Scientists recognized that an element’s spectrum is like human fingerprints; just as each person has unique fingerprints, each element in the periodic table has a unique spectrum. The spectrum of a compound is simply a combination of the spectra of the elements in that compound. The uniqueness of spectra makes them powerful analytical tools in the identification of the elements found in minerals, in biological samples, in Earth’s atmosphere, and in the atmospheres of stars. Although much empirical data had been accumulated, there was no theoretical frame-work that explained or predicted spectra.
Finally, an explanation was provided in 1913 by Niels Bohr (1885–1962), a Danish physicist who tackled the problem of trying to under-stand fundamental atomic structure. Bohr postulated that the electron in hydrogen travels around the nucleus in the manner in which a planet orbits the Sun. Hence his model was called the “planetary model.” The important distinction between the orbit of a planet around the Sun and the orbit of an electron around a nucleus is that the distance of a planet from the Sun is arbitrary, whereas in the Bohr model an electron cannot exist at just any distance from a nucleus. An electron can orbit the nucleus only at particular fixed, or discrete, distances from the nucleus.
The energy of the electron in orbit around the nucleus is the sum of the electron’s kinetic and electrostatic potential energies. Since the potential energy depends on the distance the electron is from the nucleus, and in Bohr’s model distances can only be discrete quantities, the model dictates that the total energy of the electron can only take on discrete values. An electron seems to jump from one orbit to another, but it cannot exist in a stable state in the region between two orbits. Orbits close to the nucleus represent states of lower energy.

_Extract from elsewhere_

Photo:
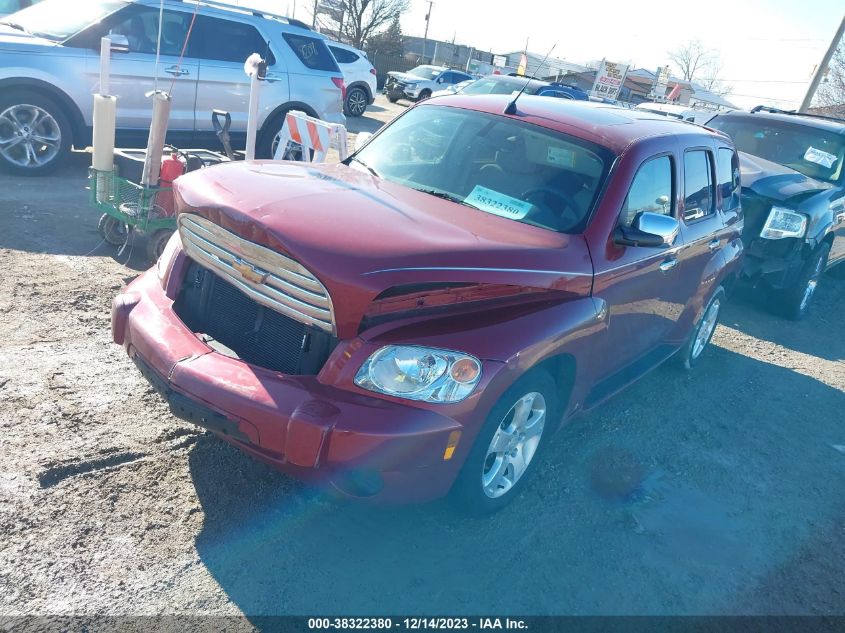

As the distance of an orbit from the nucleus increases, the energy of the orbit increases. When an electron occupies the orbit closest to the nucleus, the electron is said to be in its ground state, or state of lowest energy. When an electron occupies an orbit farther from the nucleus, the electron is said to be in an excited state, or state of higher energy.
An electron can make the transition from a state of lower energy to a state of higher energy by absorbing a photon of light. However, it cannot absorb a photon possessing just any frequency (which, in the visible region, determines the color of the light). The energy of the photon is proportional to its frequency. This energy must correspond precisely to the difference between the electron’s higher and lower energy states. Because there are only a finite number of possible energy states, only photons with specific energies can be absorbed. Therefore, only very specific absorption lines are observed in an element’s or compound’s spectrum. (In the reverse process, when an electron makes the transition from higher to lower energy, a photon of light must be emitted. Various transitions provide a specific set of emission lines in an element’s or compound’s spectrum.)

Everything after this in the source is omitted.